Infix functions for readable calls in Kotlin - Time & Space Complexity
Let's see how the time cost changes when using infix functions in Kotlin.
We want to know how the program's work grows as input gets bigger.
Analyze the time complexity of the following code snippet.
infix fun Int.times(str: String): String {
return str.repeat(this)
}
fun main() {
val result = 3 times "Hi"
println(result)
}
This code defines an infix function to repeat a string a number of times, then calls it.
Identify the loops, recursion, array traversals that repeat.
- Primary operation: The string repeat function internally repeats the string by concatenation.
- How many times: It repeats the string exactly as many times as the integer value (here, 3 times).
As the number of repeats grows, the work to build the final string grows too.

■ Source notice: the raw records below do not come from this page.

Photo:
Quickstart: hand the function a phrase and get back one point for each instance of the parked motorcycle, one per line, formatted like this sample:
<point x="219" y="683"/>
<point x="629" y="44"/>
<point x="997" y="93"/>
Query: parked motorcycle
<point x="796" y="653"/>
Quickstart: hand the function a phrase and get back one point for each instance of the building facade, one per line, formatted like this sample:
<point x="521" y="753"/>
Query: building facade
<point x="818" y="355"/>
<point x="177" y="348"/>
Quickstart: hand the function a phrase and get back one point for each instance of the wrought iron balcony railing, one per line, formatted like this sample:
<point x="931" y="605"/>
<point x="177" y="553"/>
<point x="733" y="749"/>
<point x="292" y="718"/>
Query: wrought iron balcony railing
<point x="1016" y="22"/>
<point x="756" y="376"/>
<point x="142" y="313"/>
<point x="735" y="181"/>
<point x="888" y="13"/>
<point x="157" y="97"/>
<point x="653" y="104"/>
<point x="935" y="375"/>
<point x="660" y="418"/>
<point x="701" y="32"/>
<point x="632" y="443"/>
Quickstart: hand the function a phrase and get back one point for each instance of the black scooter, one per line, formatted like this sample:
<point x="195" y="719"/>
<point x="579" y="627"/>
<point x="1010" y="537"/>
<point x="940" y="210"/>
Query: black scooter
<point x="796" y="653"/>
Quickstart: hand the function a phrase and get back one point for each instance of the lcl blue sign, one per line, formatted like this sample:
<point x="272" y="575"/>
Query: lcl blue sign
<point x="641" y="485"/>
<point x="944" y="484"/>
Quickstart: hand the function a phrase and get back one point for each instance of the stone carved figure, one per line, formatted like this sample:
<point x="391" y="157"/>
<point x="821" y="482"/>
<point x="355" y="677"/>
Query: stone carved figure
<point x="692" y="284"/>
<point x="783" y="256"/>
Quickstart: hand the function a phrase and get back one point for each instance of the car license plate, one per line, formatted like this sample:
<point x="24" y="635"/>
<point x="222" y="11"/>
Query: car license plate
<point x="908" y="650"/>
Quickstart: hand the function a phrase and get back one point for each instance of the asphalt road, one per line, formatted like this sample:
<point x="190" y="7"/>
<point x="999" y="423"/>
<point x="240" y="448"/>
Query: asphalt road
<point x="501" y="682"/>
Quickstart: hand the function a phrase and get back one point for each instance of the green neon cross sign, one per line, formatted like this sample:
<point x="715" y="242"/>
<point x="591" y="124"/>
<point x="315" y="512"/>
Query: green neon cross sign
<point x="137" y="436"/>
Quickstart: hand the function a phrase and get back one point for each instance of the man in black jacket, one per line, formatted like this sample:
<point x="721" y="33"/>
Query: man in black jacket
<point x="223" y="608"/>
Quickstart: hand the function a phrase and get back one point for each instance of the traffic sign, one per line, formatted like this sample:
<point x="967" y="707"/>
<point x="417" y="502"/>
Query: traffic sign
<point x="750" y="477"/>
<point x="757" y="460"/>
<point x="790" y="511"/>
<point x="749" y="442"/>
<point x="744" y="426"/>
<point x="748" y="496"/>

| Input Size (n) | Approx. Operations |
|---|---|
| 10 | About 10 string concatenations |
| 100 | About 100 string concatenations |
| 1000 | About 1000 string concatenations |
Pattern observation: The work grows roughly in direct proportion to the number of repeats.
Time Complexity: O(n)
This means the time to run grows linearly with how many times the string is repeated.
[X] Wrong: "Using an infix function makes the code faster or slower by itself."
[OK] Correct: The infix keyword only changes how we write the call, not how many steps the program takes.
Understanding how function calls affect time helps you explain your code clearly and shows you think about efficiency.
"What if the infix function repeated the string twice as many times internally? How would the time complexity change?"